WATCH: Lum waterfall flows upwards during Storm Ciara
A waterfall in Scotland started flowing upside down against its usual behaviour where it moves towards downstream.
So what happened sounds like a mystery where some might be guessing a low gravity in the area or others looking at the footage might think it of smoke blowing up a chimney.
A waterfall in Scotland called Jenny’s Lum turned ‘upside down’ when heavy winds of Storm Ciara sent the water flowing upward pic.twitter.com/c60sSOHg3a
— Reuters (@Reuters) February 11, 2020
However, none of these situations occurred when Jenny’ Lum waterfall in Campsie Fells, Scotland started flowing upward only due to storm Ciara, which is declared from some meteorologists as one of the biggest storms of the century.
The waterfall is named Lum, which is a Scottish word for the chimney as it appears as smoke is blowing out from a chimney.
Storm Ciara has pounded the United Kingdom and Europe with rain and winds as strong as 100 mph.
Britain and Ireland were lashed by howling winds and inundated with driving rain Sunday as Storm Ciara left homes without power, wiped out sports events and disrupted travel around northern Europe.

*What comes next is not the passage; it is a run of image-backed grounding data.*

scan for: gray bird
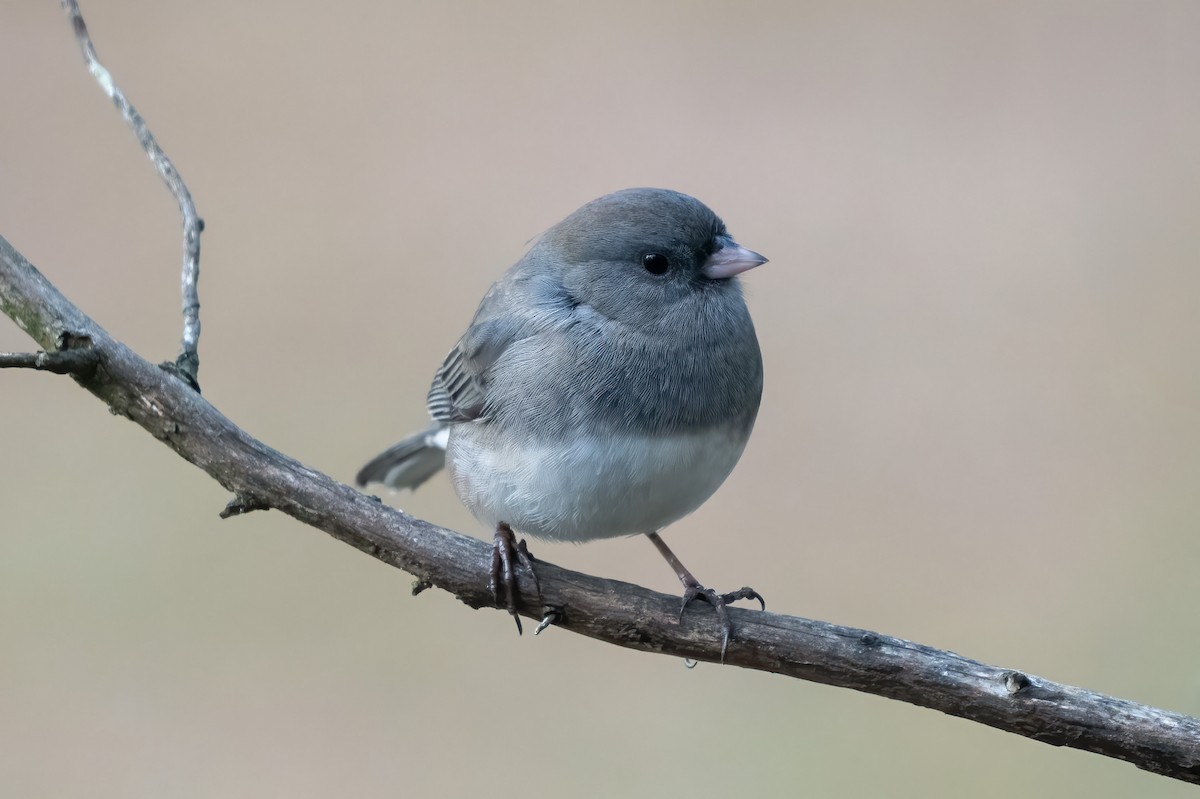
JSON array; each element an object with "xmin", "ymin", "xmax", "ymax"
[{"xmin": 357, "ymin": 187, "xmax": 766, "ymax": 654}]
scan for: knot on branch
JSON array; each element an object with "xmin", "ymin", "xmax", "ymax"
[
  {"xmin": 1004, "ymin": 670, "xmax": 1033, "ymax": 695},
  {"xmin": 159, "ymin": 356, "xmax": 200, "ymax": 392},
  {"xmin": 0, "ymin": 332, "xmax": 98, "ymax": 377},
  {"xmin": 219, "ymin": 493, "xmax": 270, "ymax": 519}
]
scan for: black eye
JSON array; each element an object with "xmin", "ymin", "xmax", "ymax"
[{"xmin": 642, "ymin": 253, "xmax": 670, "ymax": 275}]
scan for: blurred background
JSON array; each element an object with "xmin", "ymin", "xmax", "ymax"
[{"xmin": 3, "ymin": 1, "xmax": 1199, "ymax": 796}]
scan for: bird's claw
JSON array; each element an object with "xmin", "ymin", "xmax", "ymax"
[
  {"xmin": 679, "ymin": 584, "xmax": 766, "ymax": 662},
  {"xmin": 489, "ymin": 523, "xmax": 540, "ymax": 634}
]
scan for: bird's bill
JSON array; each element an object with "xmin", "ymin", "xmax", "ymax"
[{"xmin": 703, "ymin": 241, "xmax": 768, "ymax": 279}]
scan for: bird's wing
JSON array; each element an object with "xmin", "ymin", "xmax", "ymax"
[{"xmin": 426, "ymin": 272, "xmax": 567, "ymax": 423}]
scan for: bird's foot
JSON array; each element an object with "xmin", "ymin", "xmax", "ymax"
[
  {"xmin": 490, "ymin": 523, "xmax": 541, "ymax": 634},
  {"xmin": 643, "ymin": 531, "xmax": 765, "ymax": 662},
  {"xmin": 680, "ymin": 583, "xmax": 766, "ymax": 662}
]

The bad weather also hit France, Belgium, the Netherlands, Switzerland and Germany throughout Sunday, causing scores of flights to be cancelled.
In Britain, more than 30,000 homes were left without power, largely in eastern England.
The highest wind speed recorded was 93 miles (150 kilometres) per hour at Aberdaron, on the tip of northwest Wales’s Llyn peninsula.
At Wet Sleddale Reservoir in northwest England’s Lake District national park, more than 150 millimetres of rain fell in a 24-hour period.
Rail companies urged passengers not to travel and operated reduced timetables and speed restrictions.